POJOKBANDUNG.com, BANDUNG – Undang-Undang Tindak Pidana Korupsi (UU Tipikor) dinilai selalu ditafsir terlalu luas oleh penegak hukum. Hal ini menjadi salah satu faktor pimpinan Badan Usaha Milik Negara (BUMN) berpotensi terjerat kasus hukum, misalnya berkaitan dengan kerugian perusahaan.
Konsultan hukum Ary Zulfikar mencontohkan salah satu tafsiran yang biasa digunakan penegak hukum adalah mengaitkan kerugian di level BUMN maupun di level anak perusahaan dianggap sebagai kerugian negara.
Padahal, aset BUMN atau anak perusahaan berbeda jika ditinjau tentang kewajiban atau hutang mereka adalah hutang negara atau pemerintah. Menurutnya, analogi aset BUMN adalah aset negara menjadi tidak relevan karena negara hanya memiliki saham yang dicatat sebagai kekayaan negara.
“Jika Direksi BUMN telah menjalankan tugas dan fungsinya dengan itikad baik, dan menjalankan good corporate governance sesuai dengan fiduciary duty sebagai direksi, maka yang bersangkutan tidak bisa dikriminalkan,” jelasnya melalui siaran pers yang diterima, Senin (29/7/2019).
Sejak UU Tipikor diterapkan, banyak jajaran direksi BUMN di terjerat kasus hukum hingga tak sedikit berakhir menghuni penjara akibat adanya persero yang dipimpinnya mengalami kerugian. Padahal, tidak semua kerugian yang terjadi akibat kesalahan yang dilakukan direksi tersebut.
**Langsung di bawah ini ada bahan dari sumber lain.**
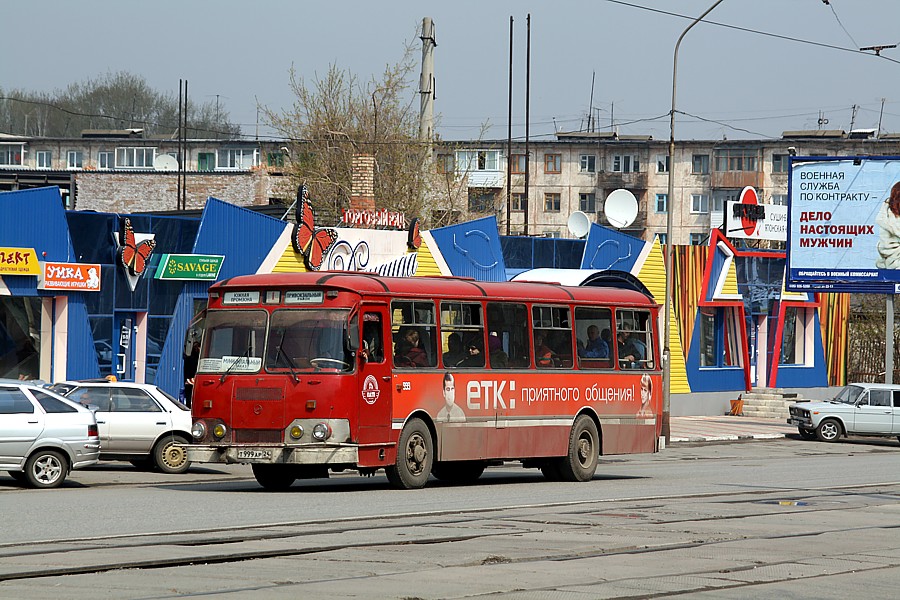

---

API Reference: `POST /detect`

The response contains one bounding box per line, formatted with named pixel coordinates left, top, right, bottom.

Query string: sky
left=0, top=0, right=900, bottom=140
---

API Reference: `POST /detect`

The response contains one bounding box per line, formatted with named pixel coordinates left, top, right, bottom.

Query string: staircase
left=740, top=388, right=803, bottom=419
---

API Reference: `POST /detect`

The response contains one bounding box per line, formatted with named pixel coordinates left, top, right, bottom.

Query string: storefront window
left=0, top=297, right=41, bottom=379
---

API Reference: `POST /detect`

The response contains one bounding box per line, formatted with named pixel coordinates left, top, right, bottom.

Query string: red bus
left=187, top=272, right=662, bottom=490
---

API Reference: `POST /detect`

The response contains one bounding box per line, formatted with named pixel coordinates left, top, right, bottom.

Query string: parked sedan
left=0, top=380, right=100, bottom=488
left=788, top=383, right=900, bottom=442
left=50, top=379, right=192, bottom=473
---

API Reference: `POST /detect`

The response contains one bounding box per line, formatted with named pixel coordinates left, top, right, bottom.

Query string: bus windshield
left=197, top=310, right=266, bottom=373
left=266, top=308, right=353, bottom=373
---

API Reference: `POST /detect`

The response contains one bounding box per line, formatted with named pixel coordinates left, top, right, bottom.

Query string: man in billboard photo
left=875, top=181, right=900, bottom=269
left=435, top=373, right=466, bottom=423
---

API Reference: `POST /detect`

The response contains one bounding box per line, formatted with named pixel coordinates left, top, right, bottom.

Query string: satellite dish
left=604, top=190, right=637, bottom=229
left=153, top=154, right=178, bottom=171
left=566, top=210, right=591, bottom=239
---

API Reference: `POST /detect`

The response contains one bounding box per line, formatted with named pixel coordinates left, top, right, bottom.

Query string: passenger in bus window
left=488, top=331, right=509, bottom=369
left=616, top=331, right=643, bottom=369
left=435, top=373, right=466, bottom=423
left=534, top=331, right=553, bottom=367
left=578, top=325, right=609, bottom=358
left=394, top=329, right=428, bottom=367
left=638, top=373, right=653, bottom=415
left=443, top=331, right=468, bottom=367
left=459, top=338, right=484, bottom=367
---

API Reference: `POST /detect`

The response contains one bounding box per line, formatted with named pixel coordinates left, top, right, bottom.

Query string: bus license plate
left=238, top=450, right=272, bottom=458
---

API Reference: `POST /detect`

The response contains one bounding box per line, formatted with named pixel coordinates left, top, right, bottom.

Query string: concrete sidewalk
left=669, top=415, right=797, bottom=444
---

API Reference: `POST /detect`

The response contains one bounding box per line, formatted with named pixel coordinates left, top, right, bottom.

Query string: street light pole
left=662, top=0, right=722, bottom=444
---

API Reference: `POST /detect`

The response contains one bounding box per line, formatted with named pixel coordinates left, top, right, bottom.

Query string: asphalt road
left=0, top=439, right=900, bottom=600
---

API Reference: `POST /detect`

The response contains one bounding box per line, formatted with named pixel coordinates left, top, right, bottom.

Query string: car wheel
left=816, top=419, right=841, bottom=442
left=25, top=450, right=69, bottom=489
left=385, top=419, right=434, bottom=490
left=153, top=435, right=191, bottom=474
left=797, top=427, right=817, bottom=440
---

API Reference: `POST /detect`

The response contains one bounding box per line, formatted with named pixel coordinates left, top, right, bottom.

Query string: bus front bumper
left=184, top=444, right=359, bottom=465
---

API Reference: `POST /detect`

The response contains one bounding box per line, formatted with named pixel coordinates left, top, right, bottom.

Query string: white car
left=0, top=380, right=100, bottom=488
left=787, top=383, right=900, bottom=442
left=50, top=379, right=193, bottom=473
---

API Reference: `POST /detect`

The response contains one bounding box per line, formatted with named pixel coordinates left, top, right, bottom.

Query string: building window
left=612, top=154, right=641, bottom=173
left=578, top=194, right=597, bottom=213
left=116, top=148, right=156, bottom=169
left=772, top=154, right=788, bottom=173
left=66, top=150, right=84, bottom=169
left=691, top=154, right=709, bottom=175
left=579, top=154, right=597, bottom=173
left=34, top=150, right=53, bottom=169
left=656, top=154, right=669, bottom=173
left=97, top=150, right=116, bottom=169
left=469, top=188, right=494, bottom=213
left=544, top=192, right=560, bottom=212
left=510, top=192, right=525, bottom=212
left=716, top=148, right=757, bottom=171
left=266, top=152, right=284, bottom=168
left=509, top=154, right=527, bottom=175
left=655, top=194, right=669, bottom=212
left=0, top=144, right=25, bottom=167
left=781, top=306, right=809, bottom=365
left=456, top=150, right=500, bottom=173
left=544, top=154, right=562, bottom=173
left=197, top=152, right=216, bottom=171
left=691, top=194, right=709, bottom=213
left=434, top=154, right=456, bottom=173
left=216, top=148, right=257, bottom=170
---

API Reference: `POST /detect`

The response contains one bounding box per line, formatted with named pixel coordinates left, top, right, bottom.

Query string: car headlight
left=213, top=423, right=228, bottom=440
left=313, top=423, right=331, bottom=442
left=191, top=421, right=206, bottom=440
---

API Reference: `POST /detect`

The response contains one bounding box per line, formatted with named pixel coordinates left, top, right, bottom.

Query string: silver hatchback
left=50, top=379, right=193, bottom=473
left=0, top=380, right=100, bottom=488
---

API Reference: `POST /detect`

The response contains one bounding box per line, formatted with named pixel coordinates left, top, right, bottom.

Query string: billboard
left=786, top=157, right=900, bottom=294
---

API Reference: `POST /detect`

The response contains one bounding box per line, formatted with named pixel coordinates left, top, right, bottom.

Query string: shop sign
left=38, top=262, right=100, bottom=292
left=0, top=248, right=41, bottom=275
left=156, top=254, right=225, bottom=281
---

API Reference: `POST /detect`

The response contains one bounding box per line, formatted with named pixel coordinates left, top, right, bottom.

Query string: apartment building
left=435, top=130, right=900, bottom=245
left=0, top=129, right=291, bottom=212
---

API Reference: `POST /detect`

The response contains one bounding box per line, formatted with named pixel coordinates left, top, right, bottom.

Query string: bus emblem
left=362, top=375, right=381, bottom=404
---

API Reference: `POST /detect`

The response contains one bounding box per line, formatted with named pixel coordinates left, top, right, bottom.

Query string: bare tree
left=0, top=71, right=241, bottom=138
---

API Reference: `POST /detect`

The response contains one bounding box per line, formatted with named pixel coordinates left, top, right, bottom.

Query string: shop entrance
left=113, top=312, right=137, bottom=381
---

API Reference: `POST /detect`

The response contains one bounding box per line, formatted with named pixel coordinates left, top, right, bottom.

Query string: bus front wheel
left=252, top=464, right=297, bottom=492
left=385, top=419, right=434, bottom=490
left=557, top=415, right=600, bottom=481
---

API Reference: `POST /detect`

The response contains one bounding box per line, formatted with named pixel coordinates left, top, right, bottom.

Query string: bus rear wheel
left=556, top=415, right=600, bottom=481
left=385, top=419, right=434, bottom=490
left=251, top=464, right=297, bottom=492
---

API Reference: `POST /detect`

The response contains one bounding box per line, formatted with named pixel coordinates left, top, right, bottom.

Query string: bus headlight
left=213, top=423, right=228, bottom=440
left=191, top=421, right=206, bottom=440
left=313, top=423, right=331, bottom=442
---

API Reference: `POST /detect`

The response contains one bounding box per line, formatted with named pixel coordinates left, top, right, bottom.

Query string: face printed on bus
left=444, top=373, right=456, bottom=409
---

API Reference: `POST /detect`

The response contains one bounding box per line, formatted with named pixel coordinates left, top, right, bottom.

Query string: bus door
left=358, top=305, right=392, bottom=444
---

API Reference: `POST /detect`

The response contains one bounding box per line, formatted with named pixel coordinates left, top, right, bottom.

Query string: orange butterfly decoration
left=119, top=217, right=156, bottom=275
left=291, top=184, right=337, bottom=271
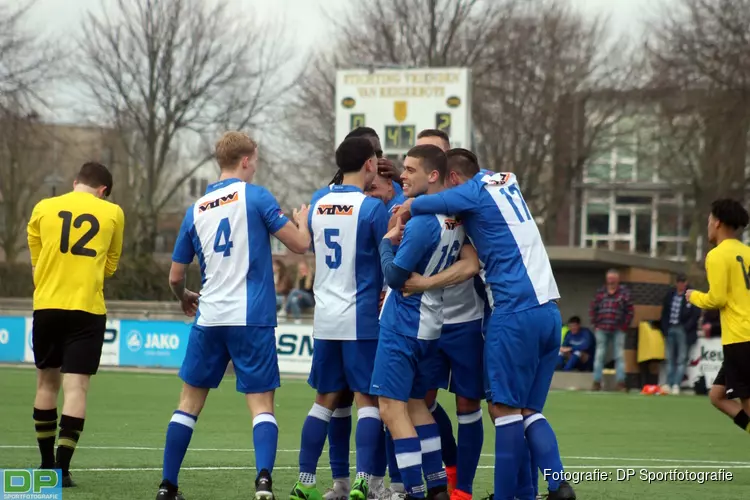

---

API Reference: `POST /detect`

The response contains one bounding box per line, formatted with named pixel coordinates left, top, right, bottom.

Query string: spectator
left=660, top=274, right=701, bottom=394
left=589, top=269, right=633, bottom=392
left=286, top=260, right=315, bottom=323
left=273, top=259, right=292, bottom=313
left=557, top=316, right=595, bottom=372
Imbasnya, para direksi BUMN kerap dalam posisi dilematis. Di satu sisi dia dituntut untuk mencari keuntungan, tetapi ketika keputusan bisnis yang diambil salah dianggap merugikan negara dan diancam dengan UU Tipikor.
Terbaru, direksi BUMN yang saat ini tengah mengalami masalah hukum yang berkaitan dengan UU Tipikor antara lain adalah Sofyan Basir ketika menjabat sebagai Direktur Utama PT Perusahaan Listrik Negara (PLN).
“Tindakan jajaran direksi tersebut tidak bisa dijerat kasus hukum jika sepanjang tindakan bisnis yang diambilnya sudah memenuh persyaratan dan prosedur yang ada di BUMN tersebut. Kecuali memang melakukan tindak pidana seperti menggelapkan dana perusahaan, melakukan penipuan dan lain sebagainya,” ujar pria bergelar Doktor Hukum Bisnis dari Universitas Padjadjaran ini.
Tafsir UU Tipikor yang terlalu luas oleh penegak hukum, khususnya Pasal 2, membuat sejumlah jajaran direksi berurusan dengan hukum. Dia juga menilai tafsir Pasal 12 huruf a UU Tipikor terlalu luas, dimana disebutkan bahwa bagi penyelenggara negara atau pegawai negeri yang menerima `janji` saja, meskipun tidak terima uang, maka dapat juga dikenakan tindak pidana tipikor.